Kinga Ötvös stoppt den mobilen Theatersaal. Foto: Judith Buss
Münchener Biennale: „Bitte anschallen“, heißt es in Nico Sauers Personenbeförderungs-Musiktheater „RÜBER“. Denn die Inszenierung findet in einem mobilen Theatersaal statt.
Von Nora Gourgues
Besser hätte das Motto „On the way“ der diesjährigen Münchener Biennale nicht umgesetzt werden können. In „RÜBER“, einem Personenbeförderungs-Musiktheater, ist man wortwörtlich „On the way“. Der junge, selbst aus der Stadt kommende Komponist und Performancekünstler Nico Sauer kreiert ein unvergessliches Erlebnis, welches sich wie ein Fiebertraum anfühlt.
Exklusiver könnten die Sitzplätze nicht sein, es gibt nämlich nur drei pro Fahrt. Die beschränken sich auf die Rückbank der Luxuslimousine, welche die Zuschauer*innen im 45-Minuten-Takt im Parkhaus des Gasteigs abholt. Ganz unversehrt sieht das Auto da aber nicht mehr aus, übersät mit Spritzern aus gelbem Schleim und zwei großen Antennen auf dem Dach, wird es von einem Chauffeur vorgefahren. Eng aneinandergepresst quetscht man sich auf die Rückbank, und dann geht die Fahrt auch schon los.
Eine ruhige Stimme aus dem Off weist das Publikum ein. „Bitte Anschnallen“, und das Safeword, falls einem dann doch alles zu viel werden sollte, lautet: „Get me out this fucking car“. Was einen bei dieser Performance erwartet, weiß man im Vorhinein nicht. Man weiß es eigentlich die ganze Zeit nicht. Das Auto fädelt sich in den Münchner Feierabendverkehr ein. Wie auf einer ganz normalen Uberfahrt bahnt sich das Auto seinen Weg durch kleine Straßen, an Baustellen vorbei in Richtung Innenstadt. Gespannt schauen alle aus dem Fenster. Auf einmal ertönt ein lautes Geräusch im Inneren des Fahrzeugs, dass sich nicht direkt zuordnen lässt. Hinter dem Auto fährt ein Mann auf einem E-Scooter an uns vorbei. Auf seinem Rücken ein typischer Lieferando Rucksack in Gelb, in seiner Hand ein Mikrofon, in das er hineinspricht. Er rauscht davon, fährt Schlangenlinien auf der Straße und ist so schnell weg, wie er gekommen ist. Das Auto fährt langsam weiter. Das nächste Geräusch ertönt. Eine Frau an der Straßenecke spielt Klarinette. Sie ist zehn Meter von dem Auto entfernt, doch der Klang wird durch ein Soundsystem direkt in das Innere des Fahrzeugs geleitet. Es folgen weitere Geräusche, Töne und Klänge. Vor Anspannung steif gewordene Hälse recken sich in alle Richtungen, um das nächste Ereignis zu erspähen.

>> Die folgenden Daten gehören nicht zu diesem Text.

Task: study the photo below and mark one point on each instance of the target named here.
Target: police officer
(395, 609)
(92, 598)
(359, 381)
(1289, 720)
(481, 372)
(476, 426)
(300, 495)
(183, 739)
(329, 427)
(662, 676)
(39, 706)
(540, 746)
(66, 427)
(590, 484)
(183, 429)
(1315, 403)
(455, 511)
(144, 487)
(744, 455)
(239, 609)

Die unterschiedlichen Ebenen dieser Performance vermischen sich. Es ist schwer zu unterscheiden, wer dazugehört und wer nicht. Der mobile Theatersaal fügt sich ein in das Stadtgetümmel und Straßengeschehen. Passanten schauen verdutzt, zücken das Handy, um zu filmen. Immer wieder zeigen sie auf den Wagen. Der Verkehr und die Umgebung werden Teil des Erlebnisses. Wie in einer kleinen Blase nimmt man wahr, was außen passiert. Die Akustik im Wageninneren bildet das Außen plastisch ab. Es entsteht eine Paralleldimension zwischen Innenraum und Außenwelt. Worum es wirklich geht, weiß man nicht. Offenbar um eine geklaute Perücke. Der vermeintliche Dieb (meist mit dem E-Scooter unterwegs) wird von einem schwarzen Van und zwei gelben Motorrollern verfolgt.

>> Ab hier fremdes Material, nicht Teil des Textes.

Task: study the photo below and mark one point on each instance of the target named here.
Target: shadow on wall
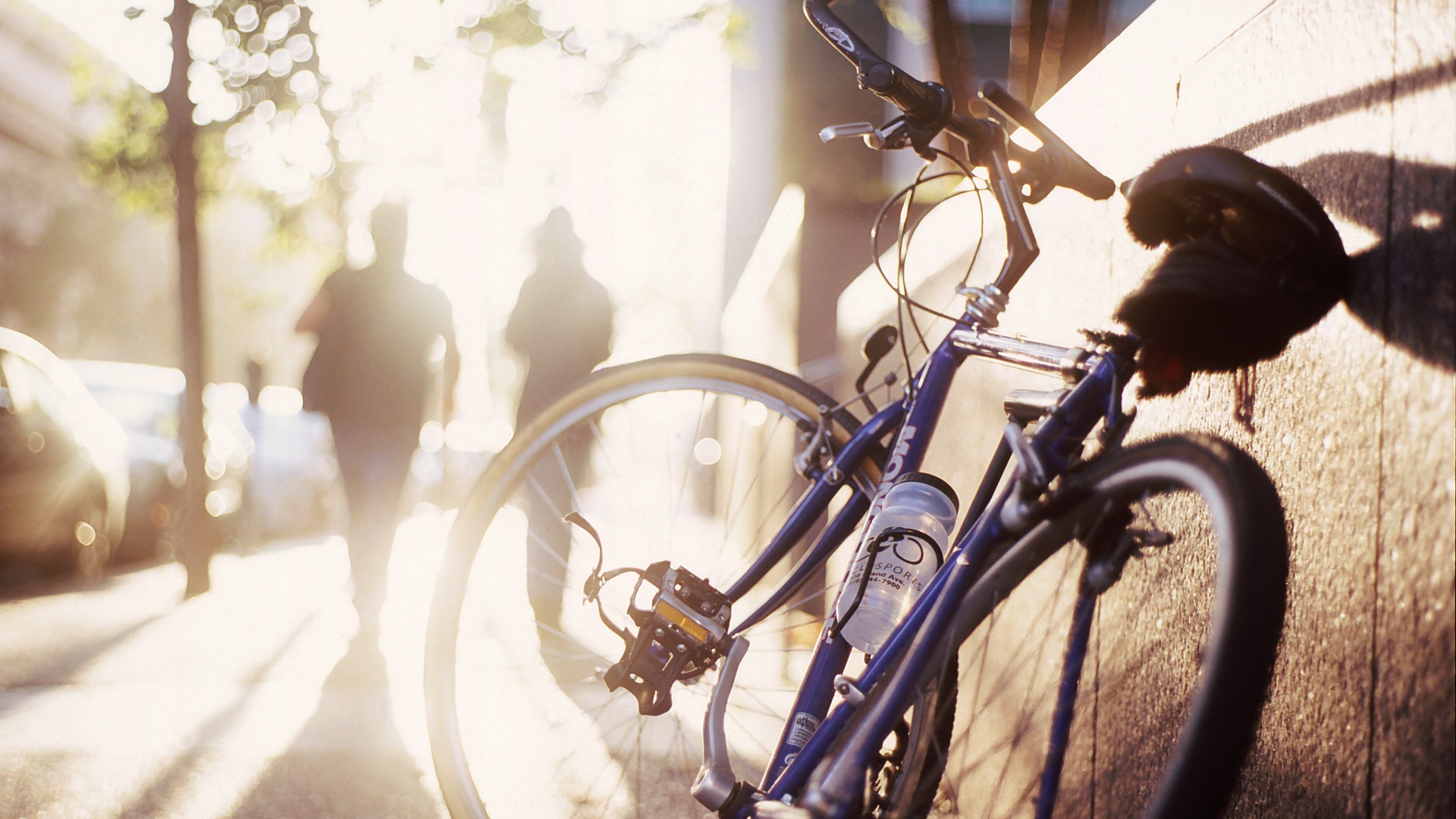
(1405, 286)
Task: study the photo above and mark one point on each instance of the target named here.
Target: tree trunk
(196, 545)
(1028, 33)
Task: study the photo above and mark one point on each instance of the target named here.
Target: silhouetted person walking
(370, 376)
(563, 325)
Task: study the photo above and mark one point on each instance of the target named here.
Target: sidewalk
(118, 700)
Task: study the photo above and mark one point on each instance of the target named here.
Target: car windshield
(140, 410)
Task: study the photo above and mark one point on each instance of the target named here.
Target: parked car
(63, 464)
(147, 403)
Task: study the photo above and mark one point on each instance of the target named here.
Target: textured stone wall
(1354, 422)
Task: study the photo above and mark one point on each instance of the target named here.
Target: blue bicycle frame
(896, 672)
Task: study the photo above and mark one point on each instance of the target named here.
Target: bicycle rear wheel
(688, 460)
(1175, 553)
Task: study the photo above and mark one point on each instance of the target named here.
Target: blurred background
(679, 134)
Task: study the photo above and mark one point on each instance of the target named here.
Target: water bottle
(903, 547)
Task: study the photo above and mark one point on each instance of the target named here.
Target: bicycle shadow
(1402, 287)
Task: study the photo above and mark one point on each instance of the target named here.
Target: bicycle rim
(1180, 648)
(686, 460)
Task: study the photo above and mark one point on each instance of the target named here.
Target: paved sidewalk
(120, 700)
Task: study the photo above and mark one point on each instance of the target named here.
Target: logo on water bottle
(903, 550)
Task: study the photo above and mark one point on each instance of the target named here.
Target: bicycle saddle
(1253, 260)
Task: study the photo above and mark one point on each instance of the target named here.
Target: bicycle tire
(1171, 742)
(619, 406)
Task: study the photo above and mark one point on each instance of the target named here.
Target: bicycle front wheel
(1171, 558)
(688, 460)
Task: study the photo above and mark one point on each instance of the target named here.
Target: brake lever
(892, 136)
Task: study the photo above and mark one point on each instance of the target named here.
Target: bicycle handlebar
(924, 104)
(1074, 172)
(928, 108)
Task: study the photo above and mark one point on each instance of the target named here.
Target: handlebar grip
(1071, 169)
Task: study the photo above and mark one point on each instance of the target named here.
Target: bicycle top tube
(1069, 362)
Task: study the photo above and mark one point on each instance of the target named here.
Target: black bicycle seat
(1254, 260)
(1165, 203)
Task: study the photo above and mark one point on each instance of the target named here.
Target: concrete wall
(1354, 422)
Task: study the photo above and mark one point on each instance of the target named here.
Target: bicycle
(674, 491)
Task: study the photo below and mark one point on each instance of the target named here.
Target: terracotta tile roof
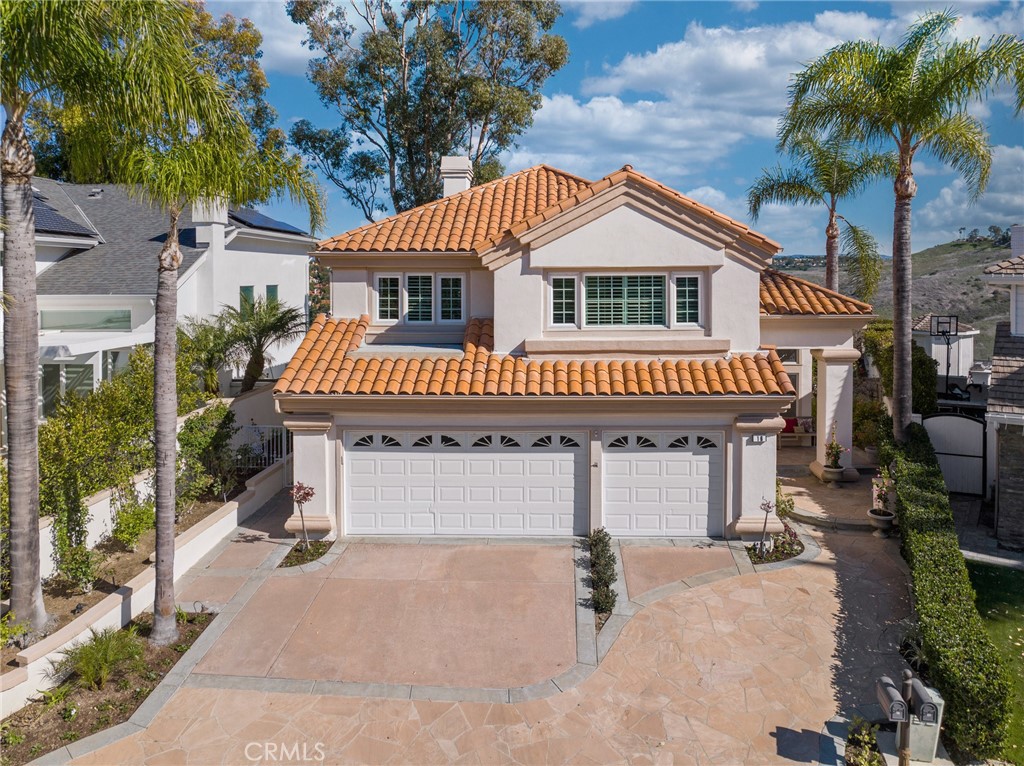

Mehr Theater als Musik. Die Musik gerät in den Hintergrund. In einigen Momenten dringt sie zwar hervor, doch meistens liegt der Fokus auf dem Geschehen um einen herum. Die Geräusche und die Klänge werden zur Nebensache. Selbst als die Klarinettenspielerin sich auf den Beifahrersitz setzt und dort ihr Solo spielt, passiert drumherum so viel, dass die Aufmerksamkeit entgleitet. Es geht eher darum, wie die Geräusche im Inneren des Wagens klingen und wie sie im Außen auf der Straße entstehen und aussehen.
Wie bei einer klassischen Uberfahrt werden wir am Ende gefragt, wie viel Sterne wir dem Fahrer und der Fahrt geben. Fünf von fünf für dieses Erlebnis der anderen Art!